Bitbucket Server インスタンスにフェイルオーバー ソリューションを実装する前に、自動修正策の評価と活用を検討してください。これらは、アプリケーションをウォッチし、サービスを開始、停止、中止、または再起動するためのスクリプトを実行する監視サービスを通じて実装できます。

  1. 管理サービスは、システムで障害が発生したことを検出します。
  2. 修正スクリプトは、エラーが発生したシステムのシャットダウンを試みます。
    1. 定義した時間が経過した後にシステムが適切にシャットダウンされない場合、修正スクリプトによってプロセスが終了されます。
  3. プロセスが実行されていないことを確認したら、再起動します。
  4. この再起動によって問題が解消された場合、メカニズムは終了します。
    1. 修正の一部または全部が失敗した場合、フェイルオーバー メカニズムがトリガーされことが想定されます (実装されている場合)。

コールド スタンバイ

コールド スタンバイ (アクティブ/パッシブ) 構成は、2 つの同じ Bitbucket Server インスタンスで構成されます。一度に実行されるサーバーは 1 台のみです。各サーバー上の Bitbucket ホーム ディレクトリは共有 (および高可用性が望ましい) ネットワーク ファイル システムまたはアクティブからスタンバイの Bitbucket Server インスタンスにレプリケートされます。システム障害が検出されると、Bitbucket Server がアクティブなサーバーで再起動されます。システム障害が解消されない場合、フェイルオーバー メカニズムが開始してアクティブ サーバーの Bitbucket Server をシャットダウンし、スタンバイ サーバーで Bitbucket Server を起動して、そのサーバーを "アクティブ" に昇格させます。
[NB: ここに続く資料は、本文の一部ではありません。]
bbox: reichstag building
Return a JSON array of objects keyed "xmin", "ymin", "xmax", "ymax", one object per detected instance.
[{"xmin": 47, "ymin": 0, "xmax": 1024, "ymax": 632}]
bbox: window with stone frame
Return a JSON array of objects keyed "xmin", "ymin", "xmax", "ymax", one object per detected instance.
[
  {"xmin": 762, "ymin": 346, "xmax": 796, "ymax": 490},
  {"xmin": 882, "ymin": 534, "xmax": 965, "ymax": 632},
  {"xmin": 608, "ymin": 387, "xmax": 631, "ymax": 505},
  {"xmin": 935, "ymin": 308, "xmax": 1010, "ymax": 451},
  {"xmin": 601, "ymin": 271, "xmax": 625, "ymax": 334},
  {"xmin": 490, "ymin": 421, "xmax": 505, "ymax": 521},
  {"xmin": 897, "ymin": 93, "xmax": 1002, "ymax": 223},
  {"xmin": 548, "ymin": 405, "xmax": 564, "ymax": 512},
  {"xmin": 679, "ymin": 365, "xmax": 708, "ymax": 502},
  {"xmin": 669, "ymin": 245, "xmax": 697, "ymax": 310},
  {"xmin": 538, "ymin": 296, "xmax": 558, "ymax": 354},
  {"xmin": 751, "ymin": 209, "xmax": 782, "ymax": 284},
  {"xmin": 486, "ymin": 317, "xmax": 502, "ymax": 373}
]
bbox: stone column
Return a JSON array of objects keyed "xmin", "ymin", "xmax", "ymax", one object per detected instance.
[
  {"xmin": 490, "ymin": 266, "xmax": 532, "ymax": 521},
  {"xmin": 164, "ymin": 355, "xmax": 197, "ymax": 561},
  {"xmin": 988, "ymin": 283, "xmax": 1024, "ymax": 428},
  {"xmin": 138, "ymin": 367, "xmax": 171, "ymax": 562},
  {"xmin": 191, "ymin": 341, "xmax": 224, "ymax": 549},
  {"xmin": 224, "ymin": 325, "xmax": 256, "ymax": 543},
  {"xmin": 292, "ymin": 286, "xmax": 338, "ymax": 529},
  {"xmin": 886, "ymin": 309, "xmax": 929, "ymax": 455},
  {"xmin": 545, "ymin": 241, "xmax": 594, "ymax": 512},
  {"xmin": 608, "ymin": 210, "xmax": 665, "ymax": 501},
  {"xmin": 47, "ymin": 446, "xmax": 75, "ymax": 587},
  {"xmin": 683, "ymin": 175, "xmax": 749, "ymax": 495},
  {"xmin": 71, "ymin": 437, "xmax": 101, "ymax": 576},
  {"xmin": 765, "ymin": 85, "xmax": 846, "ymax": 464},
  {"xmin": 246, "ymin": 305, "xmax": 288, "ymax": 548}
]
この時点で、すべてのリクエストは新しくアクティブになったサーバーに転送されます。

高可用性対策のチェーンにある各コンポーネントにはさまざまな実装オプションがあります。アトラシアンでは特定のテクノロジーや製品は推奨していませんが、このガイドでは各ステップのオプションを提供します。

システム セットアップ

このセクションでは、Bitbucket Server の 1 つのインスタンスを高可用性を実現するためのセットアップ方法として、考えられる設定の 1 つについて説明します。


システム セットアップ

コンポーネント

リクエスト ルーター
ユーザーからアクティブな Bitbucket Server インスタンスにトラフィックを転送します。

高可用性マネージャー

  • アプリケーション サーバーの健康状態を追跡し、スタンバイ サーバ ーへのフェイルオーバーのタイミングを判断し、それをアクティブとして指定します。
  • フェイルオーバー メカニズムを管理し、システムの不具合が発生した際に通知を送信します。

Bitbucket Server インスタンス

  • 各サーバーは同じ Bitbucket Server インストール(同一のバージョン) をホストします。
  • 一度に実行される Bitbucket Serverは 1 台のみ (アクティブ サーバー) です。それ以外はすべてスタンバイとみなされます。
  • すべてのアプリケーション サーバーで表示可能な、レプリケートされたファイル システムや共有ファイル システムに常駐します。
  • サーバーがスタンバイ モードになっているときに変更を加えないでください。

Bitbucket Server DB
本番環境データベース。高可用性を実現している必要があります。この方法については、このドキュメントでは説明していません。次のデータベース ベンダー固有の情報で、利用可能な HA オプションを確認してください。

ライセンス

開発者ライセンスは、コールド スタンバイ サーバーにデプロイされた、Bitbucket Server の非本番インストールで使用できます。詳細は、開発者ライセンスを参照してください。